DATA_PATH=[Your CLEVR_Change data path]
python -m torch.distributed.launch --nproc_per_node=2 main_task_caption.py \
--do_train \
--num_thread_reader=4 \
--epochs=50 \
--batch_size=64 \
--n_display=50 \
--data_path ${DATA_PATH} \
--features_path ${DATA_PATH} \
--output_dir ckpts/ckpt_clevr_caption_multigpu \
--lr 1e-4 \
--max_words 32 \
--batch_size_val 64 \
--datatype clevr \
--coef_lr 1e-3 \
--freeze_layer_num 0 \
--linear_patch 2d \
--pretrained_clip_name ViT-B/32 \
--init_model ckpts/pretrained/pytorch_model.bin.clevr \
--seed 2021
The best results are obtained at Epoch 26
BLEU_1: 0.8573, BLEU_2: 0.7761, BLEU_3: 0.6734, BLEU_4: 0.5663
METEOR: 0.3900, ROUGE_L: 0.7640, CIDEr: 1.5039
Effects of Seed
We find that the random seed has great effects on the results. The following results of other seeds are reproduced on Two NVIDIA V100.
Seed | BLEU_4 | METEOR | ROUGE_L | CIDEr |
---|---|---|---|---|
42 | 53.50 | 40.02 | 72.12 | 133.52 |
44 | 54.76 | 40.59 | 72.24 | 131.23 |
100 | 53.21 | 37.93 | 75.78 | 146.69 |
225 | 52.85 | 37.84 | 74.92 | 141.77 |
800 | 56.52 | 38.16 | 76.00 | 146.29 |
1024 | 55.30 | 39.21 | 75.35 | 139.39 |
2048 | 54.60 | 38.49 | 76.05 | 147.50 |
6666 | 55.65 | 39.16 | 76.44 | 149.17 |
mean | ~54.55 | ~38.93 | ~74.86 | ~141.95 |
sample var | ~1.44 | ~1.01 | ~2.95 | ~45.26 |
(For Seed results) You could also replace
caption = random.choice(caption) # Line 193 in dataloader_clevr_caption.py
no_caption = random.choice(no_caption) # Line 204 in dataloader_clevr_caption.py
with
if self.subset == "train":
caption = random.choice(caption)
else:
caption = "none"
and
if self.subset == "train":
no_caption = random.choice(no_caption)
else:
no_caption = "none"
respectively.
Spot-the-Diff
DATA_PATH=[Your Spot-the-Diff data path]
python -m torch.distributed.launch --nproc_per_node=1 main_task_retrieval.py \
--do_train \
--num_thread_reader=4 \
--epochs=50 \
--batch_size=16 \
--n_display=50 \
--data_path ${DATA_PATH} \
--features_path ${DATA_PATH}/images \
--output_dir ckpts/ckpt_spot_caption \
--lr 1e-4 \
--max_words 32 \
--batch_size_val 32 \
--datatype spot \
--coef_lr 1e-3 \
--freeze_layer_num 0 \
--linear_patch 2d \
--pretrained_clip_name ViT-B/32 \
--init_model ckpts/pretrained/pytorch_model.bin.spot
Take note of the commented out lines used to fix the random seed.
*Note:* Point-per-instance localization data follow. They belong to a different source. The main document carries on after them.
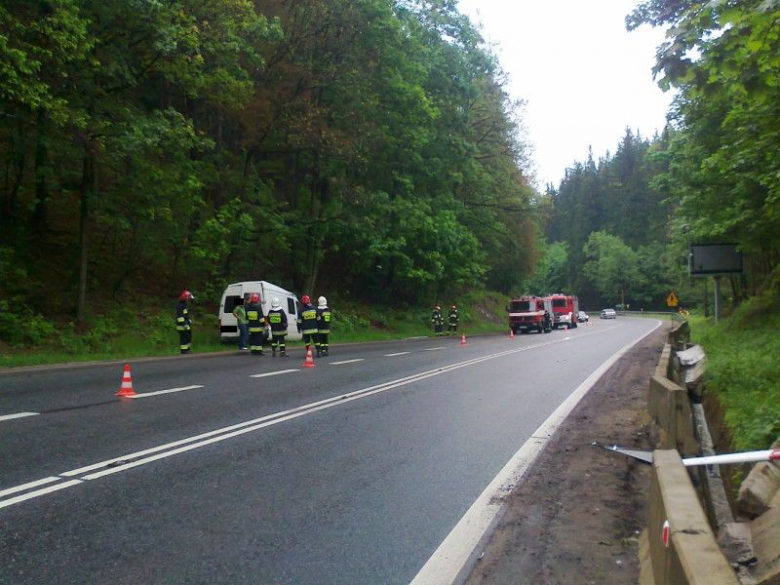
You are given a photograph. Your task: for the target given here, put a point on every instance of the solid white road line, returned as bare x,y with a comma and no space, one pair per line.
123,463
18,415
346,362
273,373
170,391
27,486
36,493
453,561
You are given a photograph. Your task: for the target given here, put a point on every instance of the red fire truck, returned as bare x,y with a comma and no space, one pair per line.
527,313
565,309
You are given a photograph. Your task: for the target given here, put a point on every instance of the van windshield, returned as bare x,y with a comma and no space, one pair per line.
231,302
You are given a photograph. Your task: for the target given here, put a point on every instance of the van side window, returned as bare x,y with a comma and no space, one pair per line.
231,303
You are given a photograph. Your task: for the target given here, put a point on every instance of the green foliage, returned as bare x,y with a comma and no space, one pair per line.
742,370
723,164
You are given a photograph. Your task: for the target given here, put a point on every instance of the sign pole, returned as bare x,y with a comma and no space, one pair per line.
717,299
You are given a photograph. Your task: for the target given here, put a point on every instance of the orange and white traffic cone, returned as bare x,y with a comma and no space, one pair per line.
309,361
127,384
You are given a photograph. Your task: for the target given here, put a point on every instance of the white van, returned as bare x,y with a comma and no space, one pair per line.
234,295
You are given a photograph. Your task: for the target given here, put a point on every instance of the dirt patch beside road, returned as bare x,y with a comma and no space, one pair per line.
577,516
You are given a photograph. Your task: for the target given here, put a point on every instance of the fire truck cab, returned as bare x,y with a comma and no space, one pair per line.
527,313
565,309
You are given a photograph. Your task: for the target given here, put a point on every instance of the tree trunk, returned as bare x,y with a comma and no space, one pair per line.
41,175
87,193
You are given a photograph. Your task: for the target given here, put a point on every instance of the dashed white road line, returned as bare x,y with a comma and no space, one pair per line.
346,362
18,415
131,460
159,392
273,373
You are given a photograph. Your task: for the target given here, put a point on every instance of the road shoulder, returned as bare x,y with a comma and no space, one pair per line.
577,515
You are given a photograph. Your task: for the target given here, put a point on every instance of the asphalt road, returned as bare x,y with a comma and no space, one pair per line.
352,472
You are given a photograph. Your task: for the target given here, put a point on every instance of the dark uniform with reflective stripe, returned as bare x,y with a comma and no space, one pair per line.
277,319
454,319
307,323
254,312
323,329
184,327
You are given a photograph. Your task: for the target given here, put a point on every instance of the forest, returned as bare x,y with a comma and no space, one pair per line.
368,148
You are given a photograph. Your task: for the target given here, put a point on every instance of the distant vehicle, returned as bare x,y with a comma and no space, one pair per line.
234,295
526,313
608,314
565,310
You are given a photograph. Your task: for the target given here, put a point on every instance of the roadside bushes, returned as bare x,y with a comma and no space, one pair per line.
742,369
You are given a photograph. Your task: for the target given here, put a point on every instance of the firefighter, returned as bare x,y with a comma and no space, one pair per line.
547,321
183,322
277,319
254,313
323,326
307,322
453,320
437,321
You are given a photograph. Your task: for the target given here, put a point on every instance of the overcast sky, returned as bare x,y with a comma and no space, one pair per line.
584,78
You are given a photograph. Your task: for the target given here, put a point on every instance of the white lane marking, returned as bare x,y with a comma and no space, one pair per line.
453,561
18,415
27,486
122,464
37,493
273,373
346,362
170,391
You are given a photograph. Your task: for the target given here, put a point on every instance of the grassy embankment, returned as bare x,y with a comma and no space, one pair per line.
142,331
743,369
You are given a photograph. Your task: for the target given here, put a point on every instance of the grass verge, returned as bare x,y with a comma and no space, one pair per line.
743,369
125,333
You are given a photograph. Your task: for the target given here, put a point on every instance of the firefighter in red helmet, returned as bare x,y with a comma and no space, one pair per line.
184,322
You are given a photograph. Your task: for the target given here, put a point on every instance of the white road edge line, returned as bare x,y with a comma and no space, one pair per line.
346,362
246,426
36,493
27,486
454,560
159,392
18,415
273,373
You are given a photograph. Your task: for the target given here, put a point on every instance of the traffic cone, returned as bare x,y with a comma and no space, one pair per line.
127,384
309,361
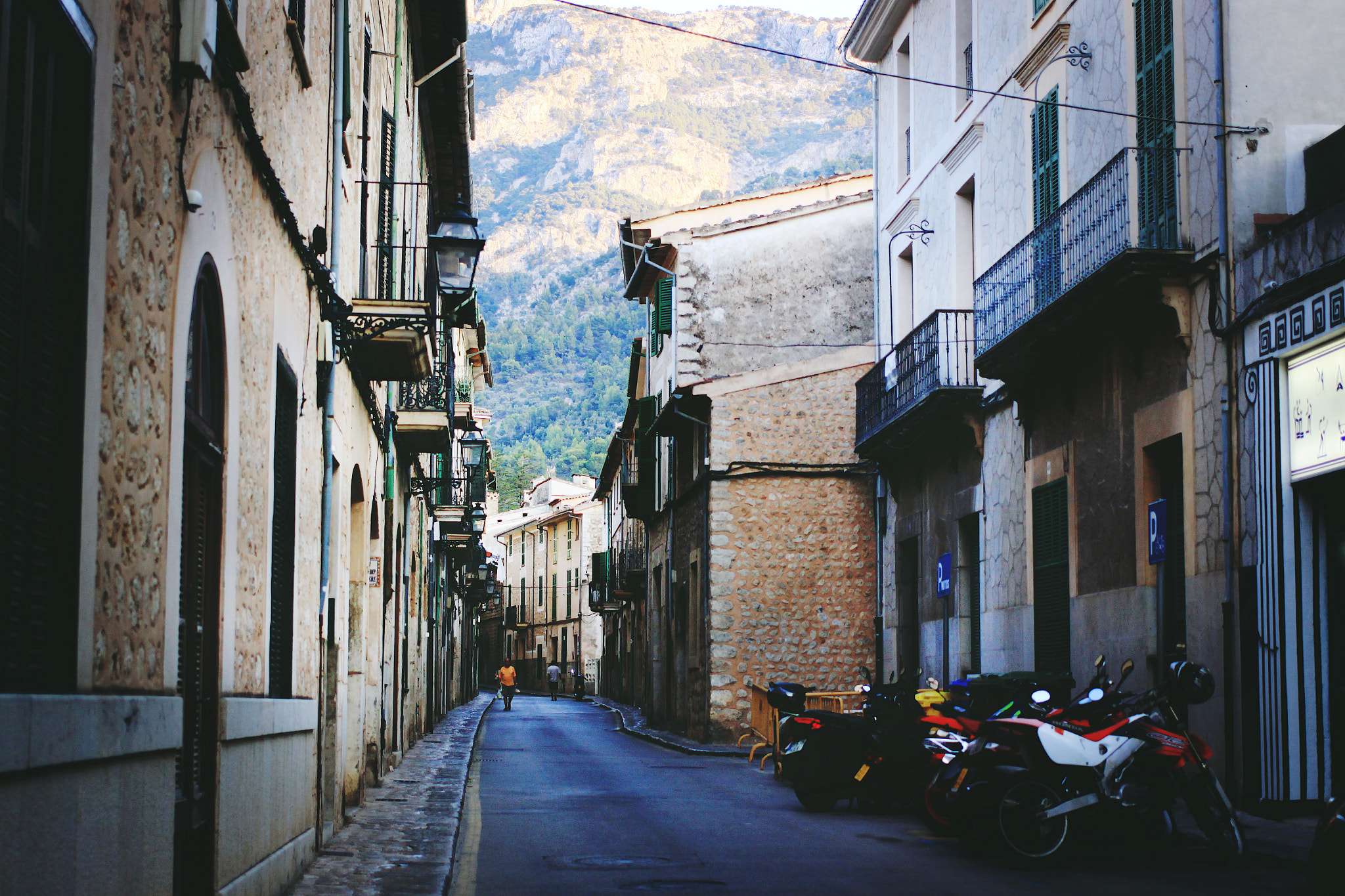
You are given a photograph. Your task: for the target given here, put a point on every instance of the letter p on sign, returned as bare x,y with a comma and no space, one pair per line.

The results of several runs should be comparable with
BLEU_1: 0.4145, BLEU_2: 0.2760, BLEU_3: 0.1782, BLEU_4: 0.1160
METEOR: 0.1419, ROUGE_L: 0.3502, CIDEr: 0.4735
Running scripts are provided in scripts
.
Citation
If you find CLIP4IDC useful in your work, you can cite the following paper:
@article{guo2022clip4idc,
title={CLIP4IDC: CLIP for Image Difference Captioning},
author={Guo, Zixin and Wang, Tzu-Jui Julius and Laaksonen, Jorma},
journal={arXiv preprint arXiv:2206.00629},
year={2022}
}
Acknowledgments
Our code is largely borrowed from CLIP, UniVL and CLIP4Clip.
TODO
We are sorry that some lines of the code are redundant and some variables are named with "video".